Software Engineer- ModelZoo
Job Description
Exp: 2-3 years
We're looking for a skilled and motivated Machine Learning Software to join our team. The ideal candidate will have a solid foundation in deep learning and a strong interest in optimizing and deploying ML models on specialized hardware. This role involves implementing model optimizations, with a particular focus on quantization, to improve the performance of machine learning inference on target platforms.
Key Responsibilities
- Model Porting & Deployment: Port and deploy deep learning models from frameworks like PyTorch and TensorFlow to proprietary or commercial ML accelerator hardware platforms.
- Performance Optimization: Analyze and improve the performance of ML models for target hardware, focusing on latency and throughput.

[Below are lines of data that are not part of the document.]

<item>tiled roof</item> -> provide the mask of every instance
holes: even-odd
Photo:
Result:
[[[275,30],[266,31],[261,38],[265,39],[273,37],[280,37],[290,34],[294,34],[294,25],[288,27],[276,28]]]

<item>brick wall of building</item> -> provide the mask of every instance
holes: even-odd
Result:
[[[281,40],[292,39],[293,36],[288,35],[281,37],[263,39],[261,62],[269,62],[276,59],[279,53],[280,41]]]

- Quantization: Contribute to model quantization efforts (e.g., INT8) to reduce model size and accelerate inference while maintaining model accuracy.
- Profiling & Debugging: Use profiling tools to identify and fix performance bottlenecks in the ML inference pipeline on the accelerator.
Required Qualifications
Technical Skills:
- Proficiency in deep learning frameworks such as PyTorch and TensorFlow.
- Hands-on experience with deploying and optimizing models on GPUs or other specialized accelerators.
- Some experience with model quantization (Post-Training Quantization).
- Strong proficiency in C++ and Python.
- Experience with GPU programming models like CUDA/cuDNN is a plus.
- Familiarity with ML inference engines and runtimes (e.g., TensorRT, OpenVINO, TensorFlow Lite).
- Foundational understanding of computer architecture principles.
- Version Control: Proficient with Git and collaborative development workflows.
- Education: Bachelor's or Master's degree in Computer Science, Electrical Engineering, or a related field.
Preferred Qualifications
- Knowledge of hardware-aware model design.
- Familiarity with compiler technologies for deep learning.
- Experience with real-time or embedded systems.
- Knowledge of cloud platforms (AWS, GCP, Azure).
- Experience with CI/CD pipelines for ML models.